Mon May 29 04:02:50 UTC 2023


> -----Original Message-----
> From: Rodrigo Vivi <rodrigo.vivi at kernel.org>
> Sent: 24 May 2023 18:54
> To: Ghimiray, Himal Prasad <himal.prasad.ghimiray at intel.com>
> Cc: intel-xe at lists.freedesktop.org; Vivi, Rodrigo <rodrigo.vivi at intel.com>
> Subject: Re: [PATCH v2 1/1] drm/xe: Add a debugfs for faking gt reset failure.
> 
> On Wed, May 24, 2023 at 12:36:41PM +0530, Himal Prasad Ghimiray wrote:
> > In case of gt reset failure, KMD notifies userspace about failure via
> > uevent. To validate this notification we need to ensure gt reset fails
> > and there is no mechanism to cause failure from hardware.
> > Hence added a debugfs which will cause fake reset failure.
> >
> > v1(Rodrigo)
> > - Change the variable to fake_reset_failure_in_progress.
> > - Drop usage of READ_ONCE and WRITE_ONCE.
> > - Follow consistency for variable assignment.
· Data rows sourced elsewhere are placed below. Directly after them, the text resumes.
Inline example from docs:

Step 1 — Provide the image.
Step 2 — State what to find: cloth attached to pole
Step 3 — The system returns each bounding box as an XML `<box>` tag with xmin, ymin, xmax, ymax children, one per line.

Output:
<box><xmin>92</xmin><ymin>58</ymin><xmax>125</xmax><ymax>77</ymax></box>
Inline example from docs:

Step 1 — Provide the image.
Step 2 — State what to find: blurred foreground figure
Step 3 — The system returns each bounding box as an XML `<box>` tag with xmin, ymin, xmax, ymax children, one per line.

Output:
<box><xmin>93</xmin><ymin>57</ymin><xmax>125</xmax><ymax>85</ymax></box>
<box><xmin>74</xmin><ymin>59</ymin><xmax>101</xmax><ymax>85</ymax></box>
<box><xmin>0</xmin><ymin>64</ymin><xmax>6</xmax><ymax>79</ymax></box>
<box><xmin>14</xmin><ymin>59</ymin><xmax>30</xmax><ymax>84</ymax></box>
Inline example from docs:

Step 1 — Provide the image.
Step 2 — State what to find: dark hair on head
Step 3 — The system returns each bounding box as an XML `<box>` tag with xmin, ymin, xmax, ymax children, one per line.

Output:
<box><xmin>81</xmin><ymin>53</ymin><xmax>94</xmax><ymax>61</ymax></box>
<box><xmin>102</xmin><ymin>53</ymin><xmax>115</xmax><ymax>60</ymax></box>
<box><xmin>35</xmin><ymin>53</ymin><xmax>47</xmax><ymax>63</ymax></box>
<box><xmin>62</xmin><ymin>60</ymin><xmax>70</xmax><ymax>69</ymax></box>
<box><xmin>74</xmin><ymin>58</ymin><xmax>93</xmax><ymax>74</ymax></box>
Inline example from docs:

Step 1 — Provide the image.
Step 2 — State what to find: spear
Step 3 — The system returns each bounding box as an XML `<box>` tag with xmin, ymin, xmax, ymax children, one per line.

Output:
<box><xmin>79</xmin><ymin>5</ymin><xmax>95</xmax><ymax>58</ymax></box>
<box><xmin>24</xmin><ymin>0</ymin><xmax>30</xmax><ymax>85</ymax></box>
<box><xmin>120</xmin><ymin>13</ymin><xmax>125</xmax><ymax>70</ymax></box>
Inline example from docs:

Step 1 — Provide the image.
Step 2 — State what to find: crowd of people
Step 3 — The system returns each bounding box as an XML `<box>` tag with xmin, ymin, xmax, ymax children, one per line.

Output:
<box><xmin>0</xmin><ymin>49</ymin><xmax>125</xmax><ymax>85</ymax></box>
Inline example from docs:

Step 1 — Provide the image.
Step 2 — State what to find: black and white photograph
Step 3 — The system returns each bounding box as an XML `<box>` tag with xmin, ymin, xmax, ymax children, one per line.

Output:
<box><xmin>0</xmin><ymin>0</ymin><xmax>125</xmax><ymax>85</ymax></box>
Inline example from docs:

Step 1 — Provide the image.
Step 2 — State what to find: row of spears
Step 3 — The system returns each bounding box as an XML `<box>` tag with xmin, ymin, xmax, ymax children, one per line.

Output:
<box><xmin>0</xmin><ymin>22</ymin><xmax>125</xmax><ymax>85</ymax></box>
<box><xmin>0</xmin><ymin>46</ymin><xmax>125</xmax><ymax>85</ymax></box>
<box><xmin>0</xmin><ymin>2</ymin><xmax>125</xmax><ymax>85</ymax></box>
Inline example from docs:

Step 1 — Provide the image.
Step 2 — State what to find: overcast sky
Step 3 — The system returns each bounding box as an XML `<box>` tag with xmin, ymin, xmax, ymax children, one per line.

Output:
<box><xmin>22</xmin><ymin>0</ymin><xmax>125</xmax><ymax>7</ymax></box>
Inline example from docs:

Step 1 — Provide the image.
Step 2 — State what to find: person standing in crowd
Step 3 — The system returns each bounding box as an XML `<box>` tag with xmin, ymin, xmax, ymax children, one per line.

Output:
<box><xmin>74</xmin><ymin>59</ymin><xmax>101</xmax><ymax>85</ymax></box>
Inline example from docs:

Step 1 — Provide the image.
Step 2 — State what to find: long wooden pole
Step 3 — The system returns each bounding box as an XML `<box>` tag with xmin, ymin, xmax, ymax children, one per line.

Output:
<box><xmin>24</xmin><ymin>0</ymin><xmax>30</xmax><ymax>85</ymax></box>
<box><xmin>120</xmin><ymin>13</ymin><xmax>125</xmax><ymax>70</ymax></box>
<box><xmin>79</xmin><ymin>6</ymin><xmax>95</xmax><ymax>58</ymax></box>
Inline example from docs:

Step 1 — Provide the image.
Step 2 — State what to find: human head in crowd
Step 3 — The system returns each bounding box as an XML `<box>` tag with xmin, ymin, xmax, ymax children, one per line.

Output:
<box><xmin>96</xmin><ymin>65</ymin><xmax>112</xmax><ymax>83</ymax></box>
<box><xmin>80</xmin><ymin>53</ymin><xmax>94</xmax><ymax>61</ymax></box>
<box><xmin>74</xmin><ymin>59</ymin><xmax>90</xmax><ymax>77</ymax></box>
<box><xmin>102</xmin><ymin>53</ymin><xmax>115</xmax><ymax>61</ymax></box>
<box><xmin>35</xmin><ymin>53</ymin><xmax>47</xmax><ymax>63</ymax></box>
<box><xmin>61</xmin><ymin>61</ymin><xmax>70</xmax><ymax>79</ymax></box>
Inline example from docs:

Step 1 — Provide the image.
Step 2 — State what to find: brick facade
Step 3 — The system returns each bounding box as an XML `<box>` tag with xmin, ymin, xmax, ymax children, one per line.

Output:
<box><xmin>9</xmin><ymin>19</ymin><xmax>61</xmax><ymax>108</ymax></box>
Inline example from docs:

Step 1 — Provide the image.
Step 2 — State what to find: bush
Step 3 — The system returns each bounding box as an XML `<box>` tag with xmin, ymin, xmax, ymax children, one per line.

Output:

Either use
> >   functions for all the assignments or don't use for any.
> 
> Thanks for addressing all of this. I believe we are much closer now.
> A few more comments below, that I could only think now with this new version.
> 
> >
> > Cc: Rodrigo Vivi <rodrigo.vivi at intel.com>
> > Signed-off-by: Himal Prasad Ghimiray <himal.prasad.ghimiray at intel.com>
> > ---
> >  drivers/gpu/drm/xe/xe_gt.c         | 15 ++++++++++++++-
> >  drivers/gpu/drm/xe/xe_gt_debugfs.c | 11 +++++++++++
> >  drivers/gpu/drm/xe/xe_gt_types.h   |  1 +
> >  3 files changed, 26 insertions(+), 1 deletion(-)
> >
> > diff --git a/drivers/gpu/drm/xe/xe_gt.c b/drivers/gpu/drm/xe/xe_gt.c
> > index 80d42c7c7cfa..b3ac8b3ab455 100644
> > --- a/drivers/gpu/drm/xe/xe_gt.c
> > +++ b/drivers/gpu/drm/xe/xe_gt.c
> > @@ -506,6 +506,9 @@ int xe_gt_init(struct xe_gt *gt)
> >  	int err;
> >  	int i;
> >
> > +	/*Fake reset failure should be disabled by default*/
> 
> you are missing spaces around '*'... should be /* Comment */
Will address this.
>                                                 ^       ^
> 
> > +	gt->reset.fake_reset_failure_in_progress = false;
> > +
> 
> but I also don't believe that you need this chunk at all since reset struct should
> be zeroed on allocation.
> probably need a double check to be sure.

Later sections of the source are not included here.